La connaissance limitée des chemins de dégradation des acides nucléiques rend très difficile les prédictions quant au contenu d’un échantillon, tant au niveau de la qualité que de la quantité d’ADN. Pour optimiser les chances de réparation de l’ADN, il faudrait idéalement lancer toutes les procédures de réparation. Or des échantillons peuvent ne pas contenir d’ADN. Beaucoup de temps et d’argent sont donc parfois dépensés sans toutefois obtenir au final de résultat probant.

III.4 De nouvelles enzymes plus performantes

La réparation de l’ADN reste à ce jour compliquée et peu utile si la molécule à réparer n’est pas « lisible » par les polymérases. Cela a suscité l’émergence de nouvelles enzymes chimériques, plus performantes (Shapiro 2008).

McDonald et al. (2006) ont identifié une nouvelle famille de polymérases, « Y-family polymerase » qui peuvent traiter une grande variété de lésions de l’ADN. Mais si l’efficacité d’amplification augmente, ces enzymes sont significativement moins fidèle au substrat initial que ne le sont les polymérases classiques de la famille A (Shapiro 2008).

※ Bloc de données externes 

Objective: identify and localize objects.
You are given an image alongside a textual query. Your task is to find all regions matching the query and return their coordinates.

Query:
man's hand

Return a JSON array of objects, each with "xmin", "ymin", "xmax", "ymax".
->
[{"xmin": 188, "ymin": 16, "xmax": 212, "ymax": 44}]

De nouvelles polymérases, capables de traiter des molécules contenant des sites abasiques et des hydantoïnes, ont également été développées en se basant sur les gènes codant pour la Taq-polymérase (d'Abbadie, Holliger et al. 2007; Gloeckner, Sauter et al. 2007). Ces enzymes sont effectivement plus efficaces que celles classiquement utilisées en PCR pour certains

échantillons, mais cette hausse d’efficacité n’est pas garantie, notamment lors de l’étude d’ADN ancien (Heyn et al., 2010). De plus, la fidélité de ces enzymes par rapport au substrat initial n’est pas optimale, ces enzymes ont tendance à incorporer préférentiellement de l’Adénine en face des lésions, ce qui augmente les incertitudes dans les séquences obtenues (Shapiro, 2008 ; Heyn et al., 2010).

Ainsi ni la réparation enzymatique ni le développement d’enzymes plus performantes ne règlent totalement les problèmes intrinsèques à l’utilisation d’enzymes. Il est donc souhaitable de disposer d’une méthode de détection non-enzymatique, permettant de connaître rapidement le contenu d’un échantillon avant de se lancer dans les procédures complexes de la réparation et de l’amplification.